In 1987, the Montreal Protocol was signed, which led to the phase-out of CFCs and, recently, the first signs of recovery of the Antarctic ozone layer. Current measurements showed that the decline in chlorine, has resulted in about 20 percent less ozone depletion during the Antarctic winter than there was in 2005 — the first year that measurements of chlorine and ozone during the Antarctic winter were made by NASA’s Aura satellite. “We see very clearly that chlorine from CFCs is going down in the ozone hole, and that less ozone depletion in Antarctica is occurring because of it,” said Susan Strahan, an atmospheric scientist from NASA’s Goddard Space Flight Center in Greenbelt, Maryland. These research results were published in the journal Geophysical Research Letters in January 2018.

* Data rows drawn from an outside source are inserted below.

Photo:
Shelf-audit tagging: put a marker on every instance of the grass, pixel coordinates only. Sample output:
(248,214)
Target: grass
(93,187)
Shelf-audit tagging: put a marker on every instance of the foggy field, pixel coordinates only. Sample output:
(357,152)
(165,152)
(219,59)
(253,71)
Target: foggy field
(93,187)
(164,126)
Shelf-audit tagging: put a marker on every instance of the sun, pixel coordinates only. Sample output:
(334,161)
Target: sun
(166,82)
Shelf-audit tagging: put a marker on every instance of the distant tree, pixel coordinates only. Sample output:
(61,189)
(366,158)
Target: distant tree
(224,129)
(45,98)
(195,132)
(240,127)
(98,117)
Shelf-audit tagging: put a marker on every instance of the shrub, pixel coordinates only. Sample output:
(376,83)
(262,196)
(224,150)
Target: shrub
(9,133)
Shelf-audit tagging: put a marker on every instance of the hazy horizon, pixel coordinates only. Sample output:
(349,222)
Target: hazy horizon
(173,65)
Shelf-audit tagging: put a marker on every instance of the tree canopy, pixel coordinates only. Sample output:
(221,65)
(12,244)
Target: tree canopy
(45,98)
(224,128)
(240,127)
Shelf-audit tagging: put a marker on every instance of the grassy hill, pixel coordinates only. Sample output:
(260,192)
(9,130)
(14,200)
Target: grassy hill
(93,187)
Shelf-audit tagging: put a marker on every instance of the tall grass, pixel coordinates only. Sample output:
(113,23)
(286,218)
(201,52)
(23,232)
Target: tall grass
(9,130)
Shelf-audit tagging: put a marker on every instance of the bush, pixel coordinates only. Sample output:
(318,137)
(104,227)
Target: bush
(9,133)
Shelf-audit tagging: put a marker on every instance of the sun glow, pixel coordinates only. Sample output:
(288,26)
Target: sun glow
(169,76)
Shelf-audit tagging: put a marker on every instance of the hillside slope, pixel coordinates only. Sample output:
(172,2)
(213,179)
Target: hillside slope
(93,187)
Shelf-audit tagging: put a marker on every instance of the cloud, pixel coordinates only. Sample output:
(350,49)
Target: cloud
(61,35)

Despite this success story in Antarctica, another research study recently found that stratospheric ozone is not recovering in the same way at lower latitudes, between 60°N and 60°S, due to unexpected decreases in ozone in the lower part of the stratosphere. The co-author of this study, Professor Joanna Haigh, Co-Director of the Grantham Institute for Climate Change and the Environment at Imperial College London, said: "Ozone has been seriously declining globally since the 1980s, but while the banning of CFCs is leading to a recovery at the poles, the same does not appear to be true for the lower latitudes. The potential for harm in lower latitudes may actually be worse than at the poles. The decreases in ozone are less than we saw at the poles before the Montreal Protocol was enacted, but UV radiation is more intense in these regions and more people live there." The cause of this decline is not certain, although the authors suggest a couple of possibilities. One is that climate change is altering the pattern of atmospheric circulation, causing more ozone to be carried away from the tropics. The other possibility is that very short-lived substances (VSLSs), which contain chlorine and bromine, could be destroying ozone in the lower stratosphere. VSLSs include chemicals used as solvents, paint strippers, and as degreasing agents. One is even used in the production of an ozone-friendly replacement for CFCs.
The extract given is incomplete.